Electrochemical Performance

The charge/discharge cycling at the voltage window of 0.005–3.0 V (vs. Li+) under a current density of 200 mA g−1 at RT is shown in Fig. 8a. During the initial discharge process, there is an obvious voltage platform of ~ 0.75 V, and it gradually moved to a voltage plateau of ~ 1.0 V, and remain stable in the second and fifth cycles. Meanwhile, an ambiguous plateau was observed at ~ 1.8 V in the charge process. The first discharge profile qualitatively resembles the results by Larcher et al. [83] and Morales et al. [84] on nanoparticle Fe2O3, and Wang et al. [14] on Fe2O3 nanotubes. The cycling performance of three samples (hierarchical Fe2O3 microboxes, Fe2O3 microboxes and porous Fe2O3 microboxes) is discribed in Fig. 8b. After 30 cycles, hierarchical Fe2O3 microboxes exhibit the highest reversible capacity of 945 mA h g−1, follow by 872 mA h g−1 for porous Fe2O3 microboxes, and finally 802 mA h g−1 for Fe2O3 microboxes. The results demonstrated that three samples display excellent cycling stability, and the morphology of nanostructured Fe2O3 plays a significant role in determining the discharge characteristics.

Fig. 8
figure8

ce Reprinted with Permission from [85]. Copyright, American Chemical Society

a Discharge − charge voltage profiles of porous Fe2O3 microboxes obtained at 550 °C. b Cycling performance of Fe2O3 microboxes (350 °C), porous Fe2O3 microboxes (550 °C), and hierarchical Fe2O3 microboxes (650 °C) and Coulombic efficiency of porous Fe2O3 microboxes (550 °C) over the voltage range 0.01 − 3.0 V vs. Li/Li+ at the same current density of 200 mA g-1. (a, b Reprinted with Permission from [54]. Copyright, American Chemical Society). Electrochemical measurements of the sample. c CVs between 5 mV and 3 V at a scan rate of 0.5 mV s−1. d Charge–discharge voltage profiles. e Comparative cycling performance of (I) the as-prepared α-Fe2O3 hollow spheres and (II) α-Fe2O3 microparticles. All the galvanostatic tests are performed at a constant current rate of 200 mA g−1 between 0.05 and 3 V.

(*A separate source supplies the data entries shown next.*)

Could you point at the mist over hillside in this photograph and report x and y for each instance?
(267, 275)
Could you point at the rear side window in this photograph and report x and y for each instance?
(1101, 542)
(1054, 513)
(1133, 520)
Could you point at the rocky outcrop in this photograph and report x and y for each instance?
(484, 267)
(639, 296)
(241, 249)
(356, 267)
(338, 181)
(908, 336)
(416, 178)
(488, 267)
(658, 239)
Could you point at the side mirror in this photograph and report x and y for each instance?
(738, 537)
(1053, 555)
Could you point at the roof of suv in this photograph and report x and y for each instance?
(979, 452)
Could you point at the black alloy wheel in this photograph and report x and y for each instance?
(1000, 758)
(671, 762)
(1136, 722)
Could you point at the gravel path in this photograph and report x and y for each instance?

Cyclic voltammogram (CV) is used to characterize the cells with α-Fe2O3 nanoflakes anode in the 0.005–3.0 V under a slow scan rate (at RT). Li metal is used as the counter and reference electrodes [20], consistent with previously reported results [85]. CV curves of α-Fe2O3 hollow spheres between 5 mV and 3 V at a scan rate of 5 mV s−1 are presented in Fig. 8c. There are apparent redox current peaks, and demonstrate good reversibility of electrochemical reaction. As shown in Fig. 8d, a distinct voltage plateau can be discovered at ~ 0.75 V, consistent with CV curves. The charge–discharge voltage profiles reflect the lithium storage capacity of α-Fe2O3. The first cyclic discharge capacity and the charge capacity is 1219 mA h g−1 and 877 mA h g−1 respectively, which lead to a relatively low irreversible capacity loss of 28%. In the second cycle, the Coulombic efficiency increased quickly to 89%. Cycling performance of two samples are demonstrated in Fig. 8e. The sample (I) exhibits excellent cyclic capacity retention from the second cycle onward. After 100 cycles of charge/discharge, the reversible capacity is still as high as 710 mA h g−1. Compared with α-Fe2O3 microparticles, the unique hierarchical α-Fe2O3 hollow spheres apparently have enhanced Li storage performance, and a more stable cycling capacity retention and a higher reversible capacity are realized. This superior performance can be attributed to the thin nanosheet subunits that provide rapid and efficient transport of Li+, as well as the unique hollow interior that allows the material to effectively buffer the stress generated during charge/discharge process.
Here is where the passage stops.